Sénatoriales : une candidature de Bruno Bernard qui fait déjà parler

La scène politique lyonnaise connaît quelques remous ces derniers temps, notamment à gauche, autour d’une hypothétique candidature de Bruno Bernard au Sénat. Entre ambitions personnelles, alliances à gauche et incertitudes, le scénario est loin d’être écrit d’avance pour Hélène Geoffroy, qui se verrait bien sénatrice après sa défaite aux dernières élections municipales à Vaulx-en-Velin, en mars dernier.

Au mois de janvier 2026, qui aurait pu croire qu’Hélène Geoffroy ne serait plus maire de Vaulx-en-Velin ? Pas grand monde, effectivement. Peut-être les Vaudaises et les Vaudais, et encore…

Bruno Bernard avait notamment pour alliée l’ancienne maire socialiste. Depuis le 22 mars dernier, plus personne ne se parle vraiment. Bruno Bernard pourrait être le poil à gratter de son ancienne alliée, qui nourrit de grandes ambitions, notamment celle d’obtenir un siège au palais du Luxembourg pour sauver une année difficile.

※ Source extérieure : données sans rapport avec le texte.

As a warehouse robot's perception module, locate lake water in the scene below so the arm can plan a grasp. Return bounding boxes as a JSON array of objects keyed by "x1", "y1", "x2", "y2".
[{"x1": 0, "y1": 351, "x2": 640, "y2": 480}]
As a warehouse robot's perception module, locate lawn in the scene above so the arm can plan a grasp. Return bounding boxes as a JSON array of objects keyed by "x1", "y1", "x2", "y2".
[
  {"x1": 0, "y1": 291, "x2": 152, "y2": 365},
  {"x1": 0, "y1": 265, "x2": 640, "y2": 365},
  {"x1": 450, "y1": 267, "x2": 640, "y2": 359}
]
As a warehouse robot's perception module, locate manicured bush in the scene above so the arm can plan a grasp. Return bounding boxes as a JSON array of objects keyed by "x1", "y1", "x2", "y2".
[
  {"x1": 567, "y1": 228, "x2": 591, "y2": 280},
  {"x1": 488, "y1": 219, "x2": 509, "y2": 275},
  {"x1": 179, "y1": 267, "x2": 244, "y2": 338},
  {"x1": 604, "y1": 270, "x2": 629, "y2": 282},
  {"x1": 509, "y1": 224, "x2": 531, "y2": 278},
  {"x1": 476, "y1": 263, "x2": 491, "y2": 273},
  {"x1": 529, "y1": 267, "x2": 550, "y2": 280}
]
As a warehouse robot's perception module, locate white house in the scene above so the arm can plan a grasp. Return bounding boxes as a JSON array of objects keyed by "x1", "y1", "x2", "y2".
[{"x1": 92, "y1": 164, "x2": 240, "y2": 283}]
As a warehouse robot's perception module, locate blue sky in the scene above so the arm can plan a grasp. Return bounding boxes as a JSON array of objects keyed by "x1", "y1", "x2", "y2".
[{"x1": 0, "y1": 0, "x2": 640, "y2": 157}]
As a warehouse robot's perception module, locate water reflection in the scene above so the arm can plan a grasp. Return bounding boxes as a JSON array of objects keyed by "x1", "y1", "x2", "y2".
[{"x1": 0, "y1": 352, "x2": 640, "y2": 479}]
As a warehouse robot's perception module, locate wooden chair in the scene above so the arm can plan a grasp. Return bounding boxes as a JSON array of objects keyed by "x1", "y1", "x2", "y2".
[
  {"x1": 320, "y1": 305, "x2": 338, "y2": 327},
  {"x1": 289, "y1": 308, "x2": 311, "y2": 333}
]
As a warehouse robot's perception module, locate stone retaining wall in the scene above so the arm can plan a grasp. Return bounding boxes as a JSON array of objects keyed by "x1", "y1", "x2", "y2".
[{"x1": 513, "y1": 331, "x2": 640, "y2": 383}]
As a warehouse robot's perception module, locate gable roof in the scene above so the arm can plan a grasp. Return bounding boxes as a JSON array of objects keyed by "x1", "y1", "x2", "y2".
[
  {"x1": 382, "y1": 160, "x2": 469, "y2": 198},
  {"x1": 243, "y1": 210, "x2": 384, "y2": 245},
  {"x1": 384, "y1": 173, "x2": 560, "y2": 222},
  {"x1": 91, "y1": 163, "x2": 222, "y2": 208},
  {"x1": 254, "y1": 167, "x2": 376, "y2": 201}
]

UNE AMBITION QUI NE SUFFIT PAS À GARANTIR LA VICTOIRE

La perspective d’une candidature au Sénat représente un enjeu politique important. Mais, comme le rappelle le dessin, une candidature ne signifie pas automatiquement une victoire. Les élections sénatoriales obéissent à leurs propres règles et reposent notamment sur des équilibres politiques locaux parfois complexes.

Bruno Bernard apparaît ainsi face à une ambition qui pourrait se heurter à une réalité bien plus difficile. La formule « c’est pas gagné » résume à elle seule l’incertitude qui entoure toute stratégie électorale : pour espérer l’emporter, encore faut-il parvenir à réunir suffisamment de soutiens.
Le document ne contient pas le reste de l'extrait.